Case Presentation:
A 30-year-old Kenyan lady who is medically free presented to our hospital with right eye blurry vision that started one week before admission and gradually progressed over one day to complete right eye vision loss. Her condition was associated with mild right eye pain, which was exacerbated by eye movement. Her left eye was normal. She denied any previous similar episodes; she gave no history of any focal weakness or sensory abnormalities. She had no headache, no dizziness, and no abnormal body movements. She reported no fever. She did not have any history of head trauma, and she denied any urinary or defecation difficulties. On further questioning, the patient elaborated that she had an episode of gastroenteritis a week before admission. She has been given IV Metronidazole 500 mg (one dose) and discharged on Pantoprazole PO 40 mg daily and Metoclopramide tablets 10 mg as needed for nausea and vomiting. The day after her discharge, she started complaining of decreased eye vision which progressively worsened to complete vision loss in one day; she did not seek medical advice due to financial issues. Upon admission, her vital signs were normal(Body Temperature: 36.7 Celsius degrees, Heart Rate: 78 beats per minute, Blood Pressure: 117/70 mmHg, SPO2: 98% on room air). She had unremarkable chest and abdominal examinations. A central nervous system examination showed normal higher mental status. Normal power, tone, reflexes, coordination, and normal sensory function. Her gait was normal. Her cranial nerves examination showed complete loss of vision in her right eye, otherwise unremarkable. Her right eye ophthalmologic examination was significant for right afferent pupillary defect and optic disc edema with the normal macula with normal left eye examination. Her Complete blood count, serum electrolytes, renal function, liver function tests, thyroid function test, and B12 level were all normal.
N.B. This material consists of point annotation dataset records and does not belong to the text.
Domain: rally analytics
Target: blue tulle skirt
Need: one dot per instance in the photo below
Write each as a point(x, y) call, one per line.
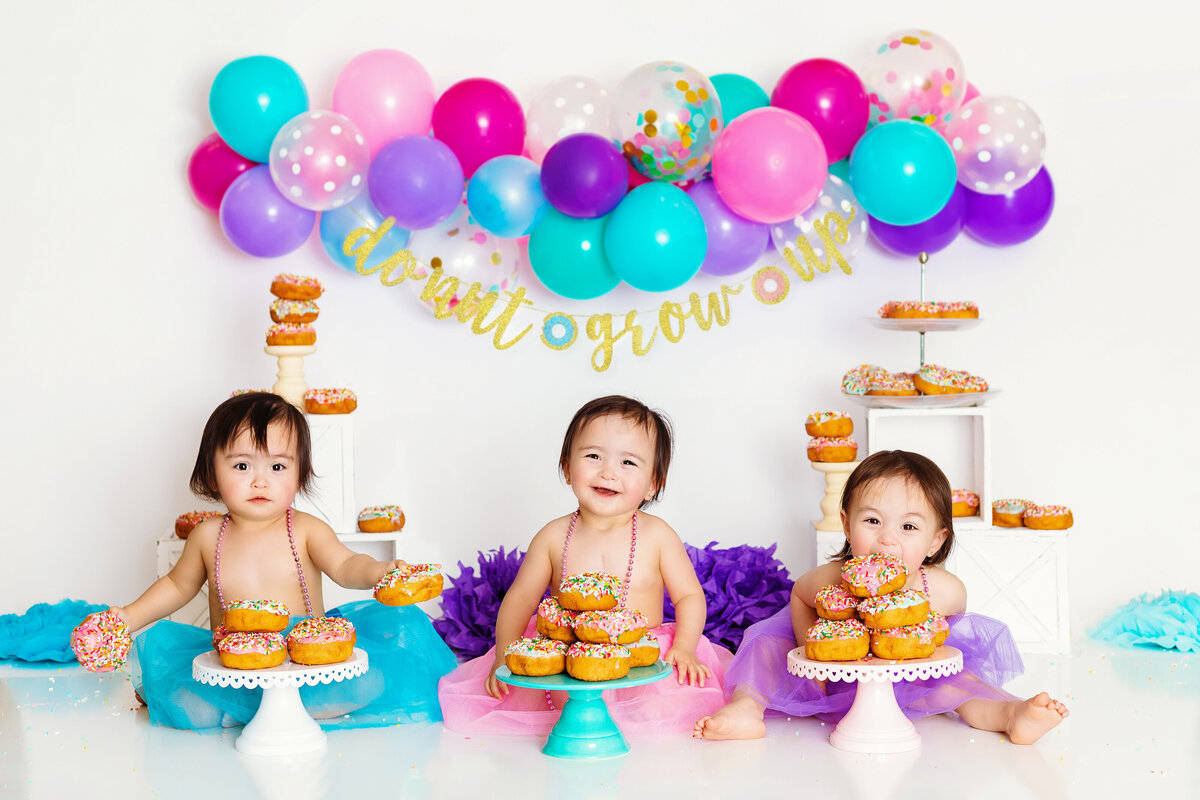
point(406, 655)
point(990, 659)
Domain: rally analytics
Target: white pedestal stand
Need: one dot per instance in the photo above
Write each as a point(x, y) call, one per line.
point(282, 726)
point(291, 384)
point(875, 723)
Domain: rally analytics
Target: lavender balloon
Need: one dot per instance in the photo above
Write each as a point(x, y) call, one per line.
point(583, 175)
point(258, 220)
point(733, 241)
point(418, 180)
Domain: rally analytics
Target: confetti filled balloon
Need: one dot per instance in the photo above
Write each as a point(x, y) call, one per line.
point(319, 160)
point(667, 118)
point(999, 144)
point(913, 74)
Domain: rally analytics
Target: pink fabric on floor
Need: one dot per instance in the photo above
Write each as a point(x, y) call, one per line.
point(661, 707)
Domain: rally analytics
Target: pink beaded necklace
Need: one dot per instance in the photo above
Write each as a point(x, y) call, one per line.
point(292, 541)
point(629, 570)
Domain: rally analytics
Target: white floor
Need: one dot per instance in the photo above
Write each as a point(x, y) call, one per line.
point(1134, 729)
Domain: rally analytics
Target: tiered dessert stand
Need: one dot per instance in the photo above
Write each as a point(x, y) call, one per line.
point(875, 722)
point(586, 729)
point(282, 726)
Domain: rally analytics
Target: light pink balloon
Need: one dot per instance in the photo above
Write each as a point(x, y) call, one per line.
point(769, 164)
point(388, 94)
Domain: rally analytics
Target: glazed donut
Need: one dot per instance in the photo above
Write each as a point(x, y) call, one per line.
point(835, 602)
point(101, 642)
point(555, 621)
point(381, 519)
point(1048, 517)
point(253, 615)
point(295, 287)
point(289, 335)
point(322, 641)
point(409, 584)
point(589, 591)
point(294, 311)
point(894, 609)
point(963, 310)
point(1008, 512)
point(907, 642)
point(873, 575)
point(535, 656)
point(330, 401)
point(246, 650)
point(826, 449)
point(597, 661)
point(966, 503)
point(615, 626)
point(828, 423)
point(837, 639)
point(190, 519)
point(645, 651)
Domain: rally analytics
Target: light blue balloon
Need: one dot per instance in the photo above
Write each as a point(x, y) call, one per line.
point(655, 238)
point(903, 172)
point(251, 98)
point(738, 95)
point(504, 196)
point(568, 256)
point(360, 212)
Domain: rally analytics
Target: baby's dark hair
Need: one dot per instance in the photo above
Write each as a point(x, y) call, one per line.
point(253, 411)
point(655, 422)
point(917, 470)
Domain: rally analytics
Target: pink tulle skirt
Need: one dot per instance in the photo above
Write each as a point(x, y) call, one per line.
point(661, 707)
point(990, 659)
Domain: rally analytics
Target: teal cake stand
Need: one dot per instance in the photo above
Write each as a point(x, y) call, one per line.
point(586, 729)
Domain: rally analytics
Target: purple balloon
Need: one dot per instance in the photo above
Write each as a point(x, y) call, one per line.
point(1011, 218)
point(733, 241)
point(929, 236)
point(258, 220)
point(585, 175)
point(415, 179)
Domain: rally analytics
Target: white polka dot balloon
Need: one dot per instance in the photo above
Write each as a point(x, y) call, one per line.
point(565, 106)
point(319, 160)
point(999, 144)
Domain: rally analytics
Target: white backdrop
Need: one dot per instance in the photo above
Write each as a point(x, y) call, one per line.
point(126, 317)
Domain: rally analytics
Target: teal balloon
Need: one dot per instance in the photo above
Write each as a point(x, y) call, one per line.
point(655, 238)
point(360, 212)
point(568, 256)
point(251, 98)
point(903, 172)
point(738, 95)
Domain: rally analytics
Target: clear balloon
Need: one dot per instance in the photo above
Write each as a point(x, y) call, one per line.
point(565, 106)
point(388, 94)
point(667, 119)
point(258, 220)
point(251, 98)
point(913, 74)
point(999, 144)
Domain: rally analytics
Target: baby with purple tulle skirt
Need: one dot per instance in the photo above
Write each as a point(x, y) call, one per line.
point(895, 503)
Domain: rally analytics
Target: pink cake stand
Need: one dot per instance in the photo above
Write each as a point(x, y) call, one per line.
point(875, 723)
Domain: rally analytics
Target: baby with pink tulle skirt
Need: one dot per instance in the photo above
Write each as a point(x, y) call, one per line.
point(615, 457)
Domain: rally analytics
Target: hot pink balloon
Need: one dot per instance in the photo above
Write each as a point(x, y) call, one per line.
point(831, 96)
point(769, 164)
point(388, 94)
point(213, 167)
point(479, 119)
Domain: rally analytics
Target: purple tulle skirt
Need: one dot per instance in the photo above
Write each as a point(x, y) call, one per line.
point(661, 707)
point(760, 669)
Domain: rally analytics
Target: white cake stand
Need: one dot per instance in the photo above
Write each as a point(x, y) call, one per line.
point(282, 726)
point(875, 723)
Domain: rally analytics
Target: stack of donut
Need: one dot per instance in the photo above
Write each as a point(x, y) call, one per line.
point(831, 437)
point(871, 612)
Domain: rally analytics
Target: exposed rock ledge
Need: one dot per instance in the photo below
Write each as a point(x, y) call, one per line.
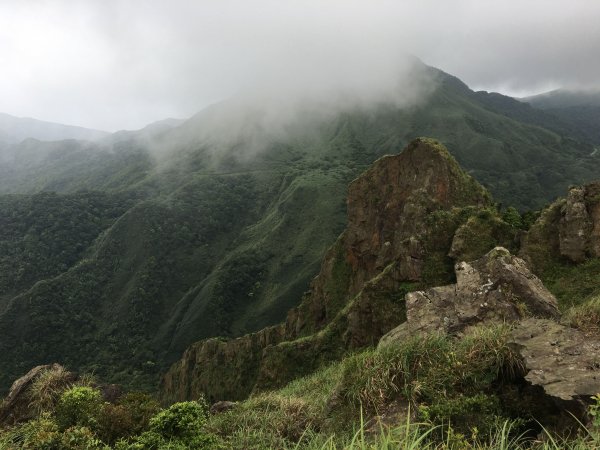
point(562, 361)
point(497, 287)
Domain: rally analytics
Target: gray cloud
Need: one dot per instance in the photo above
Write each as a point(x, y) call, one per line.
point(120, 64)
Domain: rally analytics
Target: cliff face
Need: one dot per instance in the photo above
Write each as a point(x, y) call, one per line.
point(392, 239)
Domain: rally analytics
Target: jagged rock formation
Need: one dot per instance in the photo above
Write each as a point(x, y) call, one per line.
point(495, 288)
point(393, 237)
point(569, 229)
point(564, 361)
point(16, 407)
point(561, 365)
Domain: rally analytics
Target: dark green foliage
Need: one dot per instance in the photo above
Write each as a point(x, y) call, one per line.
point(78, 406)
point(205, 240)
point(512, 217)
point(45, 234)
point(181, 426)
point(129, 416)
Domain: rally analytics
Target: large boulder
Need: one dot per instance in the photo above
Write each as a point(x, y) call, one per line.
point(498, 287)
point(564, 361)
point(17, 407)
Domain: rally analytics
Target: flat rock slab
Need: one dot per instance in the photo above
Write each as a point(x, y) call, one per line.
point(562, 360)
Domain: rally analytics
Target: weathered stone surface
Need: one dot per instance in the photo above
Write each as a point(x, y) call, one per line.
point(388, 207)
point(575, 226)
point(219, 369)
point(495, 288)
point(562, 360)
point(569, 228)
point(16, 406)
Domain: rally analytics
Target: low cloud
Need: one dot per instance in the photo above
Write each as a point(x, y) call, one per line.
point(115, 64)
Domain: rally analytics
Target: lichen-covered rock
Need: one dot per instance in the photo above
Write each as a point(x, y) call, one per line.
point(568, 229)
point(16, 406)
point(575, 226)
point(219, 369)
point(564, 361)
point(353, 301)
point(495, 288)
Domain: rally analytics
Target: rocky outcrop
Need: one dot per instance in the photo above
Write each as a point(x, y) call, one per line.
point(16, 407)
point(388, 209)
point(561, 365)
point(564, 361)
point(575, 226)
point(569, 229)
point(219, 369)
point(354, 300)
point(495, 288)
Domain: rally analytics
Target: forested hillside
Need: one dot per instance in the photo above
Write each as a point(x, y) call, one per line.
point(119, 254)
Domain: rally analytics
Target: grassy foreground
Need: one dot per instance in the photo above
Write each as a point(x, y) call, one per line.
point(429, 392)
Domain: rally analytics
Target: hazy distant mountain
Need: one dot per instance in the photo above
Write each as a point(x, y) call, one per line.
point(564, 98)
point(150, 131)
point(580, 109)
point(215, 227)
point(16, 129)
Her Head Computed Tomography was unremarkable.
Lumbar Puncture was done and Cerebrospinal fluid (CSF) analysis showed WBC of 44/ul (Normal range 1-5/ul), 97% lymphocytic, RBC 2/ul (Normal range 0-2/ul), Glucose 2.90 mmol/l (Normal range 2.22-3.89 mmol/l) and protein of 0.65 gm/l (Normal range of 0.15-0.45 gm/l). CSF was negative for culture and viral panel as well as oligoclonal bands. Her MRI brain and orbit MRI confirmed right optic neuritis. ( figure 1 The patient was started on IV Methylprednisolone 1000 mg daily for five doses. She showed a slight improvement in her eyesight from nil to hand movement at a 50 cm distance on discharge. Follow up visits at one week and two months after discharge for the patient showed that her vision stabilized at “close counting fingers” level with no further improvement.